Trudgill then began "ranting", accusing the two victims of being "part of the system that ruined his life."
He told the victims to lie on the floor and started smoking cigarettes and pacing around.
Mr Harding said Trudgill was wearing a stab vest with a hammer and a knife attached to it.
The woman became so scared that she tried to jump out of a window.
Trudgill stopped her and stabbed her in the leg with the knife.
The prosecutor said the victims became more terrified as time went on and they believed they were going to die.
The woman managed to reach her mobile phone and raised the alarm by sending a text message which read: "Send help".
Mr Harding said a "considerable number" of armed police officers forced entry into the property.
The muzzle from the weapon Trudgill was holding flashed and smoke came out of it but it was not capable of discharging ammunition.
He then co-operated with the officers and was placed in handcuffs.

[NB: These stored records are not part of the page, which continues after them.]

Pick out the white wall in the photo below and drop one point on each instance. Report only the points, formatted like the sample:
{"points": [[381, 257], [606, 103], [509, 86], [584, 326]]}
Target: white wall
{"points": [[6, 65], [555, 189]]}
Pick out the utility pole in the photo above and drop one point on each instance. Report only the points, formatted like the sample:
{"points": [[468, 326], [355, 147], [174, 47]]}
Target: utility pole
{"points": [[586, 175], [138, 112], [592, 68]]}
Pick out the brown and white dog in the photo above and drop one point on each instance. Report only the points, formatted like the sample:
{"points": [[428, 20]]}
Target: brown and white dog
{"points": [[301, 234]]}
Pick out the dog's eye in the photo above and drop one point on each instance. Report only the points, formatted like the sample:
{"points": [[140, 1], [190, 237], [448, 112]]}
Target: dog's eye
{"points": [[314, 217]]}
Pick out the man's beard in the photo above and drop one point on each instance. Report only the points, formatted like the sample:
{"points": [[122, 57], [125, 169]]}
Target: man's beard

The court heard both victims had suffered from nightmares and anxiety since the incident.
They described how Trudgill appeared to enjoy the control he had over the situation.
Trudgill appeared in court via a video link from Rampton High Security Hospital.
He pleaded guilty to two counts of false imprisonment and two of making threats to kill.
The court heard he had been detained under the Mental Heath Act on two previous occasions.
Doctors assessed Trudgill as posing a high risk to the public.
Martin Morrow, mitigating, said Trudgill had been diagnosed with paranoid schizophrenia and had been responding well to treatment while in custody.
Trudgill was made the subject of a hospital order for an indefinite period of time.
Judge Neil Clark said: "The mental health workers were there to help you and deal with your condition.
"The attack you subjected them to was utterly terrifying, there is no getting around that.
"I hope that you get better in the long run. I hope that you continue to comply with your medication.
"If you do then the future is brighter."